RobinZ comments on Open Thread, August 2010 - Less Wrong
You are viewing a comment permalink. View the original post to see all comments and the full post content.
You are viewing a comment permalink. View the original post to see all comments and the full post content.
Comments (676)
I thought I'd pose an informal poll, possibly to become a top-level, in preparation for my article about How to Explain.
The question: on all the topics you consider yourself an "expert" or "very knowledgeable about", do you believe you understand them at least at Level 2? That is, do you believe you are aware of the inferential connections between your expertise and layperson-level knowledge?

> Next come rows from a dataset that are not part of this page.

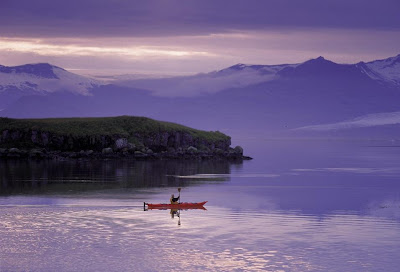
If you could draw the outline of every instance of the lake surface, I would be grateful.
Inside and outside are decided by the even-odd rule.
[[[0,271],[399,270],[399,146],[243,145],[254,160],[0,162]],[[178,187],[207,210],[143,210]]]

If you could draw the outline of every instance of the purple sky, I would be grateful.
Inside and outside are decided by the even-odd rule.
[[[398,0],[2,0],[0,64],[183,74],[400,53]]]

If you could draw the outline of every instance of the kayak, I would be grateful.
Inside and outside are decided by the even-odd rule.
[[[197,202],[197,203],[192,203],[192,202],[183,202],[179,204],[167,204],[167,203],[161,203],[161,204],[151,204],[151,203],[144,203],[147,205],[149,209],[204,209],[204,204],[206,204],[207,201],[203,202]]]

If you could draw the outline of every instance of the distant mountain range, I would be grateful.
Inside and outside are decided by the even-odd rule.
[[[16,118],[140,115],[249,135],[337,134],[360,127],[357,120],[389,115],[390,122],[361,126],[362,133],[385,126],[382,131],[400,136],[399,102],[400,55],[357,64],[323,57],[298,64],[237,64],[193,76],[111,84],[49,64],[0,66],[0,116]]]

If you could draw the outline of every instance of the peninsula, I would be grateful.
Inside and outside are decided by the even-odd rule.
[[[145,117],[0,118],[0,158],[251,159],[231,138]]]

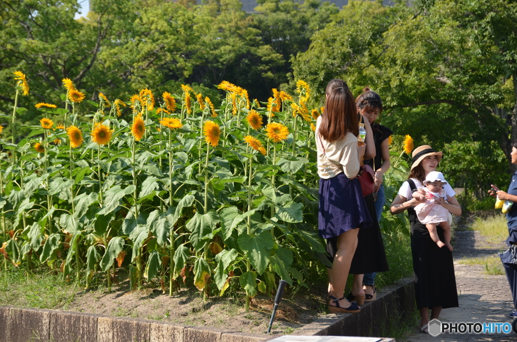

Or, to put it another way, do you think that, given enough time, but using only your present knowledge, you could teach a reasonably-intelligent layperson, one-on-one, to understand complex topics in your expertise, teaching them every intermediate topic necessary for grounding the hardest level?
Edit: Per DanArmak's query, anything you can re-derive or infer from your present knowledge counts as part of your present knowledge for purposes of answering this question.
I'll save my answer for later -- though I suspect many of you already know it!
I have some trouble answering your question, chiefly because my definition of "expert" is approximately synonymous with your definition of "Level 2".
"Enough time" would be quite a long period of time. One problem is that there are a lot of textbook results that I would have to use in intermediate steps that would take me a long time to derive. Another is that there are a lot of experimental parameters that I haven't memorized and would have to look up. But I think I could teach arithmetic, algebra, geometry, calculus, differential equations, and Newtonian physics enough that I could teach them proper engineering analysis.